• August Wilhelm von Schlegel to Anne Louise Germaine de Staël-Holstein

  • Place of Dispatch: Bern · Place of Destination: Genf · Date: 10. Januar [1812]
Edition Status: Single collated printed full text with registry labelling
    Metadata Concerning Header
  • Sender: August Wilhelm von Schlegel
  • Recipient: Anne Louise Germaine de Staël-Holstein
  • Place of Dispatch: Bern
  • Place of Destination: Genf
  • Date: 10. Januar [1812]
  • Notations: Datum (Jahr) sowie Empfangsort erschlossen.
    Printed Text
  • Bibliography: Pange, Pauline de: Auguste-Guillaume Schlegel et Madame de Staël d’apres des documents inédits. Paris 1938, S. 343‒346.
  • Incipit: „[Vendredi] Berne, ce 10 janvier.
    Chère amie, je ne conçois rien à vos plaintes – j’ai écrit tous les jours convenus et [...]“
    Language
  • French
[Vendredi] Berne, ce 10 janvier.
Chère amie, je ne conçois rien à vos plaintes – j’ai écrit tous les jours convenus et plusieurs fois encore les autres courriers – je mets toujours moi-même les lettres dans la boîte et j’ai soin de le faire à tems. Une longueur égale des lettres n’étoit pas dans nos arrangements, au contraire vous m’avez dit qu’il valoit mieux si l’on étoit empêché accidentellement, écrire quelques lignes que différer. Je vous ai écrit dimanche, mais, je crois, directement à Genève, et mardi également.
Il est plus à moi qu’à vous de s’inquiéter lorsque les lettres manquent; vous savez que ma constitution physique et morale est inébranlable; d’ailleurs aucun accident fâcheux n’est à craindre ici – mais je me tourmente de votre santé et je désire ardemment que vous fassiez tout ce que la science de vos médecins peut inventer et que vous veuilliez bien prendre la peine de vous soigner. Il est vrai que le froid doit vous être fort contraire, il me l’est aussi, mais sans me faire d’autres maux que de me tenir enrhumé.
Je vous ai déjà mandé de quelle façon le secrétaire de M. Schr[aut] considère cet article des gazettes qui a attiré votre attention. J’ai une lettre de Frédéric du 4 janvier. Il n’écrit rien sur les événements publics, mais il paroît être en pleine sécurité sur la continuation de l’état actuel. Il se réfère à une lettre précédente qui a été perdue; son domestique aura mis le port des lettres dans sa poche, il s’en est allé après avoir fait beaucoup d’escroqueries. Quoiqu’en général je ne croye pas aux lettres perdues, cette fois-ci cela est assez vraisemblable, puisqu’il a une grande envie d’avoir quelque chose de moi pour son journal et que je lui avois déclaré que son silence m’empêchoit de lui en envoyer davantage.

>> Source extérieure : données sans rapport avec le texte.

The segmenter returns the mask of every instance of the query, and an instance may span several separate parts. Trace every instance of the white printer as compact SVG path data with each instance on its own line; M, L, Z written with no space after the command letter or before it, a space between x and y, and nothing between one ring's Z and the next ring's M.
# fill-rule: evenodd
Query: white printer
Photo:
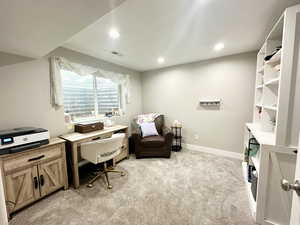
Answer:
M21 152L48 144L48 130L35 127L21 127L0 131L0 155Z

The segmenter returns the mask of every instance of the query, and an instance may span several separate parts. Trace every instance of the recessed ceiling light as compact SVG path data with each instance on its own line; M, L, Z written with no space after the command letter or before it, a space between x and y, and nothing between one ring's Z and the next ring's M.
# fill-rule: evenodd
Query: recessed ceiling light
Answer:
M224 47L225 47L225 46L224 46L223 43L218 43L218 44L215 45L214 49L215 49L215 51L220 51L220 50L222 50Z
M109 36L112 39L118 39L120 37L120 33L119 33L119 31L116 28L111 28L109 30Z
M158 57L157 62L159 64L163 64L165 62L165 58L164 57Z

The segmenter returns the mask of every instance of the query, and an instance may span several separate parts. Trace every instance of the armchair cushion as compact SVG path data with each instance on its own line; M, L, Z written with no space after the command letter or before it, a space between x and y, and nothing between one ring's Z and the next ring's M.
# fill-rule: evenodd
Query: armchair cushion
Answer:
M149 136L141 139L141 145L144 147L163 147L165 138L162 136Z

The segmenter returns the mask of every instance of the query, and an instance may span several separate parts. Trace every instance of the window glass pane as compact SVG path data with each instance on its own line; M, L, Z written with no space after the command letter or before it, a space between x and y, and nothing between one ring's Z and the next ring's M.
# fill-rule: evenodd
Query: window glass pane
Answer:
M95 116L93 76L80 76L66 70L61 74L65 113L70 114L73 121Z
M96 78L98 113L105 114L120 107L119 85L111 80Z

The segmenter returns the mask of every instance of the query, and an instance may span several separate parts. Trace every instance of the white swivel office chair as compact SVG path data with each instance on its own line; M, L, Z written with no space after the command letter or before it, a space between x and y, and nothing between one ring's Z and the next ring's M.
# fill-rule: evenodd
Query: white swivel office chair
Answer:
M104 163L104 170L97 173L97 175L88 183L88 187L93 187L93 183L101 176L105 175L107 181L107 188L111 189L112 185L108 179L108 173L120 173L124 176L123 171L115 170L114 168L107 168L107 161L113 159L120 154L125 134L114 134L111 138L106 138L97 141L86 142L81 145L81 157L94 164Z

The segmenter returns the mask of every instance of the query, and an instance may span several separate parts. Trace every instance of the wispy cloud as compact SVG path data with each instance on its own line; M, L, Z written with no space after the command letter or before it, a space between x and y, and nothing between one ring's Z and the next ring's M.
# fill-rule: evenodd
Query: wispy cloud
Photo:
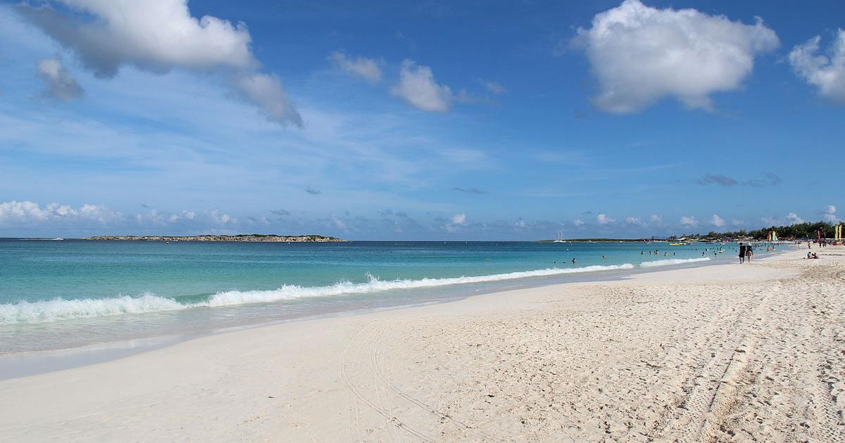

Son Musée Allemand a commencé à paroître, voici l’annonce; j’espère en recevoir bientôt le premier cahier et je vous l’enverrai aussitôt. Frédéric y a mis un long extrait du nouvel écrit de Jacobi, mais fait assez de ménagement pour l’envoyer à Jacobi lui-même.
Il réitère avec instance sa demande, si vous ne voudriez pas lui donner quelque morceau que je traduirois ou qu’il traduiroit lui-même. Si vous aviez écrit ce que vous vous proposiez sur le suicide de Kleist, cela seroit excellent. Frédéric dit que cet homme confondoit dans la vie comme dans ses productions poétiques la démence avec le génie.
Il falloit faire brocher le livre de Gœthe que j’ai reçu en feuilles, autrement cela vous auroit été fort incommode, mais vous l’aurez infailliblement lundi. Je doute cependant qu’il vous amuse autant que moi – cela finit par la description d’un couronnement entrelacée d’un amour assez vulgaire; en général je reconnois très bien l’homme dans l’enfant. Ceux qui croyent que ce qu’il a fait de plus caractéristique est Werther, ne le trouveront pas. On verra peut-être dans la suite qu’il a fait ce roman plutôt comme organe passif de la sentimentalité contemporaine que comme chef et guide.
Frédéric donne une leçon, je pense d’histoire, aux enfans du Prince Lichtenstein; il se loue beaucoup de la princesse.
Je vous prie de ne pas aigrir Sim[onde de Sismondi] par votre zèle à réclamer notre propriété. Je suis habitué à ce qu’on prenne mes pensées sans me citer; aussitôt imprimées elles sont pour ainsi dire juris publici et le plagiat leur fait au moins courir le monde. Pour les pensées communiquées dans la conversation, cela est différent; c’est un privilège exclusif de l’amitié d’en tirer parti. Le bon Sim[onde]; comme mes 18 princesses lui auroient tourné la tête! Le succès de ses leçons puritaines prouve combien les Genevois sont neufs en littérature. Cependant je ne lui conseillerois pas de changer de théâtre, il n’a pas d’idées comment il faut parler à Paris pour se faire écouter. Ses articles sont rédigés d’une manière inélégante, et pour les connoissances Ginguené lui est infiniment supérieur.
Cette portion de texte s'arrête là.